Faire classe en temps de confinement

Pour les professeurs comme pour leurs élèves, le confinement les oblige à repenser le système éducatif traditionnel. En terminale, à quelques mois du bac, l’inquiétude commence à se faire sentir.

Fanny Sikora enseigne l’anglais à des élèves de seconde, de première, de terminale et de BTS au lycée Clément Marot. Au total, cela représente sept classes, dont trois à examen, comportant entre 20 et 30 élèves. Depuis le début du confinement, l’enseignante a dû bouleverser ses réflexes professionnels. Et les élèves, leurs habitudes d’apprentissage.

 

“Travailler de cette façon, c’est chronophage. Pour les cours de langue, il y a beaucoup de choses qui passent par l’oral. Maintenant, il faut tout mettre à l’écrit et de façon numérique”, déplore l’enseignante. Mère de deux enfants scolarisés en primaire et collège, elle doit toute la journée jongler entre son rôle de mère et son rôle de professeur. “Il faut prendre en compte les situations personnelles. Je dois aussi aider mes enfants à faire leurs devoirs. Cela me prend environ 5 h par jour et complique donc mon travail”. Un état des lieux aggravé par les problèmes de connexion à l’Espace Numérique de Travail (ENT), la plateforme permettant aux professeurs, aux élèves et à leurs parents de rester en contact, et dont les serveurs surchargés peinent à tenir le rythme.

 

“On nous conseille de faire des visioconférences. Mais je vis entre Lalbenque et Cahors : chez moi il n’y a pas assez de débit pour cela”.

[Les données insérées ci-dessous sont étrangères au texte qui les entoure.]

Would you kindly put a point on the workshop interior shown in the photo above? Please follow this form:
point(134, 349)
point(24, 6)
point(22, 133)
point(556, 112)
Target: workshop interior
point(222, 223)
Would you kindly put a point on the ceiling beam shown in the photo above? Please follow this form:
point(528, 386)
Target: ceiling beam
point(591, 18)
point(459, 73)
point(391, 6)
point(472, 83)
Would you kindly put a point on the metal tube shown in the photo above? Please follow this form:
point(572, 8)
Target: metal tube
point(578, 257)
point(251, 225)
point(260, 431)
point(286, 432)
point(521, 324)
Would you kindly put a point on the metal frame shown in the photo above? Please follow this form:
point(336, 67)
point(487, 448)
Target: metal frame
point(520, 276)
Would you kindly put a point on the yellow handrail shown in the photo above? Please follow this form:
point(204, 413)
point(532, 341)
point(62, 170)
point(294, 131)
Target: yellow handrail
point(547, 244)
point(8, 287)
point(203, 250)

Face aux récents changements qui bouleversent le quotidien de tous, elle a donc décidé de prendre le parti de la rigueur. “Dès le début j’ai envoyé, via l’ENT, un mail commun à tous mes élèves et à leurs parents pour leur donner le plan de travail. Pour une heure de cours, je leur envoie un document avec les exercices et un corrigé. Pour répondre aux questions individuelles, on utilise le plus souvent nos boîtes mails personnelles. Et pour les travaux à rendre, ceux à l’oral notamment, on a créé un Google Drive”.

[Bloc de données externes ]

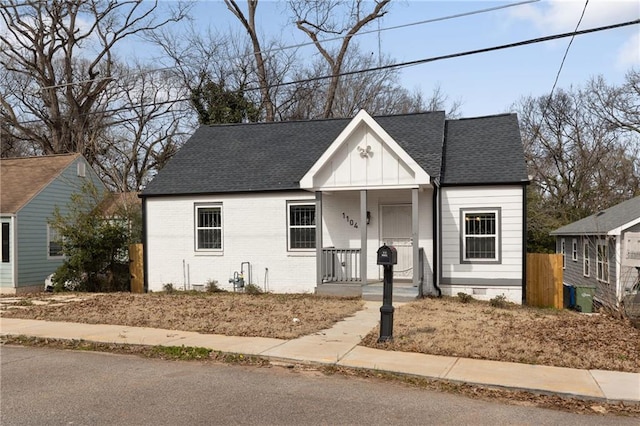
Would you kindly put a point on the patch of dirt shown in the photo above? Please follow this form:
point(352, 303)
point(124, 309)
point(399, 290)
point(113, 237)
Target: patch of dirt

De son côté, pour éviter les inégalités et aider les familles qui n’auraient pas internet ou un ordinateur disponible, le lycée a également proposé aux familles de prendre en charge les photocopies des cours et de les envoyer par la poste. “Malheureusement, je crois que peu de parents se sont manifestés auprès de l’administration”, avance Fanny Sikora. “En règle générale, j’ai peu de retours de la part des parents. C’est décevant”.

Un des principaux bémols de cette nouvelle méthode d’enseignement vient de la motivation à géométrie variable des élèves. “En première spécialité anglais, sur 20 élèves, 18 sont réactifs et rendent leur devoir. En terminale, j’ai eu des nouvelles de seulement six d’entre eux”, précise l’enseignante.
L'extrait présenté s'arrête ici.